Dietary supplementation with fish oil influences the fatty acid composition of the epidermis, enriching for EPA in membrane phospholipids (18, 19). As a result, UV-liberated EPA can compete with AA as substrate for COX and LOX action, thereby decreasing the production of pro-inflammatory AA-derived prostaglandins (23, 48) (see Figure 2 above). In support of this concept, in a double-blind randomized placebo-controlled trial with 48 healthy volunteers, fish oil supplementation protected against sunburn (i.e., increased the MED) and prevented the induction of PGE2 following UVB exposure (49). Thus, the overall effect of n-3 supplementation is to suppress the inflammatory response following UVR exposure, potentially through competitive inhibition with n-6 fatty acids (40, 41, 50).

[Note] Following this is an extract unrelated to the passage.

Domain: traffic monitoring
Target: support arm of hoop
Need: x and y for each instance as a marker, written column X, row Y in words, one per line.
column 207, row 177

Among the many deleterious effects of UVR on skin, UVB also suppresses the immune system by impairing T-cell activation and lowering the numbers Langerhans cells—epidermal immune cells involved in antigen presentation and contact hypersensitivity response (51). PGE2 production from AA (via COX-2) contributes to both inflammation and immunosuppression following UVB exposure.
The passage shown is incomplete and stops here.